Pflanzenzüchter fordern Planungssicherheit

BDP-Geschäftsführer Schäfer plädiert für eine langfristig ausgerichtete Ackerbaustrategie. Notwendig sei eine Forschungsstrategie zum Insektenmanagement mit einem Horizont von bis zu 15 Jahren.

Der Bundesverband Deutscher Pflanzenzüchter (BDP) hat von der Bundesregierung mit Blick auf die zurzeit diskutierte Ausgestaltung der Ackerbaustrategie Planungssicherheit für die Züchter gefordert.

Die betreffenden Maßnahmen müssten zielführend und langfristig ausgestaltet werden, schreibt BDP-Geschäftsführer Dr. Carl-Stephan Schäfer in einem Rückblick auf das Jahr 2020.

Die BDP-Vorsitzende Stephanie Franck arbeite in der Zukunftskommission Landwirtschaft (ZKL) der Bundesregierungen mit. Empfehlungen und Vorschläge zur Ausrichtung der Landwirtschaft in Deutschland sollten trotz des knappen Zeithorizonts bis zum nächsten Herbst ausformuliert werden, betonte Schäfer.

Unterdessen erforderten der steigende Befallsdruck durch tierische Schaderreger und die zunehmende Resistenzbildung gegenüber insektiziden Wirkstoffen in Insektenpopulationen sowie Strategien zur Reduktion von Pflanzenschutzmitteln neue Schwerpunkte in der Pflanzenzüchtung. Deshalb forderten die Pflanzenzüchter eine über zehn bis 15 Jahre interdisziplinär angelegte Forschungsstrategie zum Insektenmanagement und eine entsprechende Bekanntmachung zur Forschungsförderung.
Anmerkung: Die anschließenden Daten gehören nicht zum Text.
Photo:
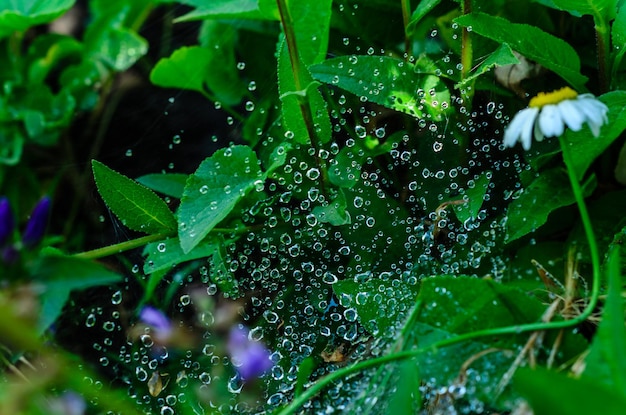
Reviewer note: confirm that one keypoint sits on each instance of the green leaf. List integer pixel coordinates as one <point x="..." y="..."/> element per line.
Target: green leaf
<point x="475" y="195"/>
<point x="311" y="21"/>
<point x="407" y="398"/>
<point x="387" y="81"/>
<point x="597" y="8"/>
<point x="186" y="68"/>
<point x="164" y="255"/>
<point x="204" y="68"/>
<point x="135" y="205"/>
<point x="304" y="372"/>
<point x="453" y="305"/>
<point x="119" y="48"/>
<point x="226" y="9"/>
<point x="618" y="29"/>
<point x="553" y="53"/>
<point x="296" y="104"/>
<point x="221" y="275"/>
<point x="606" y="361"/>
<point x="278" y="156"/>
<point x="60" y="275"/>
<point x="218" y="184"/>
<point x="551" y="393"/>
<point x="370" y="298"/>
<point x="223" y="79"/>
<point x="422" y="9"/>
<point x="549" y="191"/>
<point x="20" y="15"/>
<point x="584" y="147"/>
<point x="346" y="169"/>
<point x="464" y="304"/>
<point x="334" y="213"/>
<point x="500" y="57"/>
<point x="170" y="184"/>
<point x="111" y="38"/>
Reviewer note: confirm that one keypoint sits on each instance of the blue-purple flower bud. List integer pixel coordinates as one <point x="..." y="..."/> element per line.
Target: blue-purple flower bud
<point x="9" y="254"/>
<point x="161" y="326"/>
<point x="36" y="226"/>
<point x="7" y="223"/>
<point x="250" y="357"/>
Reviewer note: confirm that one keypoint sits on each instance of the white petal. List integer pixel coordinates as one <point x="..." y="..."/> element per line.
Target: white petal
<point x="571" y="114"/>
<point x="550" y="121"/>
<point x="595" y="128"/>
<point x="537" y="133"/>
<point x="520" y="127"/>
<point x="527" y="129"/>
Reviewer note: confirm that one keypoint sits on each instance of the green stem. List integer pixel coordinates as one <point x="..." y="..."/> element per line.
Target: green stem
<point x="406" y="16"/>
<point x="122" y="246"/>
<point x="303" y="102"/>
<point x="136" y="243"/>
<point x="602" y="48"/>
<point x="595" y="291"/>
<point x="466" y="43"/>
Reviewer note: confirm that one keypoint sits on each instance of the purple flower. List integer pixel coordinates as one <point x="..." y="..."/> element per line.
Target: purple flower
<point x="36" y="226"/>
<point x="7" y="223"/>
<point x="160" y="324"/>
<point x="251" y="358"/>
<point x="70" y="403"/>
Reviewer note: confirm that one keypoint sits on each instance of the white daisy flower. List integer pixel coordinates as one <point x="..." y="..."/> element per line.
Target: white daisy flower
<point x="548" y="114"/>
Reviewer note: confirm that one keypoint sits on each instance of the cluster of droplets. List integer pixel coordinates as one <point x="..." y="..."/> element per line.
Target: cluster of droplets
<point x="291" y="263"/>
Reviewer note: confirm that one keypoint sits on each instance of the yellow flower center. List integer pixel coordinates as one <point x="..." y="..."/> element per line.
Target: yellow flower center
<point x="554" y="97"/>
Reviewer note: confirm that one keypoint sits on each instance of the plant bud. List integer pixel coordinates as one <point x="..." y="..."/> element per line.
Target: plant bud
<point x="36" y="226"/>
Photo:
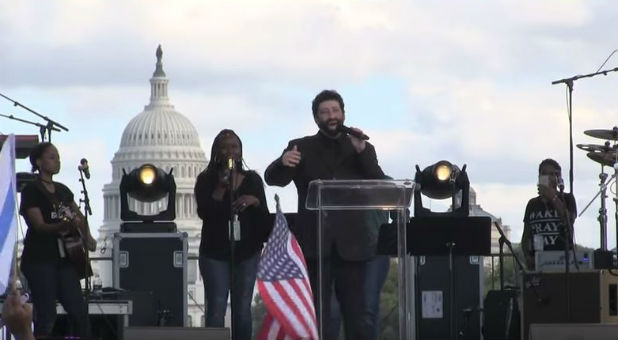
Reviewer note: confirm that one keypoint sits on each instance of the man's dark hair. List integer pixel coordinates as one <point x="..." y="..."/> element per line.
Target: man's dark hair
<point x="37" y="153"/>
<point x="551" y="162"/>
<point x="324" y="96"/>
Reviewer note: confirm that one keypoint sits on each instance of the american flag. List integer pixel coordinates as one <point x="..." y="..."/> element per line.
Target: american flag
<point x="284" y="286"/>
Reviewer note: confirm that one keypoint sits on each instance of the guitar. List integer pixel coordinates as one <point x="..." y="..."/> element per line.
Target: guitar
<point x="74" y="241"/>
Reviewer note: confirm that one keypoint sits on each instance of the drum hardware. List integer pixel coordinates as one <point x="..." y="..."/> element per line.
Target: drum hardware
<point x="606" y="155"/>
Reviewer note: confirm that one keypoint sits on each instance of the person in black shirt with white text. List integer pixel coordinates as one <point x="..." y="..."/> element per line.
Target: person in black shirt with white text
<point x="549" y="216"/>
<point x="212" y="193"/>
<point x="332" y="154"/>
<point x="50" y="212"/>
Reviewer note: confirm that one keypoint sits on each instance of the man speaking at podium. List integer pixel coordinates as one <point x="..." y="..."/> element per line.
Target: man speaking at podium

Schäfer zufolge ermöglicht die Auswahl von Sorten aus einer breiten Palette züchterisch bearbeiteter Kulturarten bereits heute eine standortangepasste Landwirtschaft. „Für einen noch besser an die sich wandelnden Umweltbedingungen angepassten Ackerbau, der zugleich umweltschonend, ressourceneffizient und ertragssicher wirtschaftet, wird die Ergänzung der bereits bestehenden Kulturartenvielfalt um bislang wenig genutzte Kulturarten ein wichtiges Element sein. Neben der öffentlich getragenen Forschung setzt die privatwirtschaftliche züchterische Bearbeitung solcher Kulturarten eine Nachfragesteigerung in der Landwirtschaft voraus“, betont der BDP-Geschäftsführer.

Züchtungsfortschritt „massiv gehemmt“

Laut Schäfer hat die Entscheidung der Großen Beschwerdekammer des Europäischen Patentamtes (EPA) im Mai 2020 zum Patentierungsverbot von Pflanzen aus Kreuzung und Selektion den Sortenschutz als primäres Schutzrecht in der Pflanzenzüchtung zwar gefestigt.

Allerdings erschwerten gesetzliche Lücken die Umsetzung des Sortenschutzrechts, so dass den Pflanzenzüchtern über 15 Mio. € und damit etwa die Hälfte der ihnen zustehenden Nachbaugebühren entgingen. Der Züchtungsfortschritt werde dadurch massiv gehemmt. „Die gesetzliche Grundlage muss entsprechend korrigiert und eine praxisnahe Nachbauregelung geschaffen werden“ fordert der BDP-Geschäftsführer.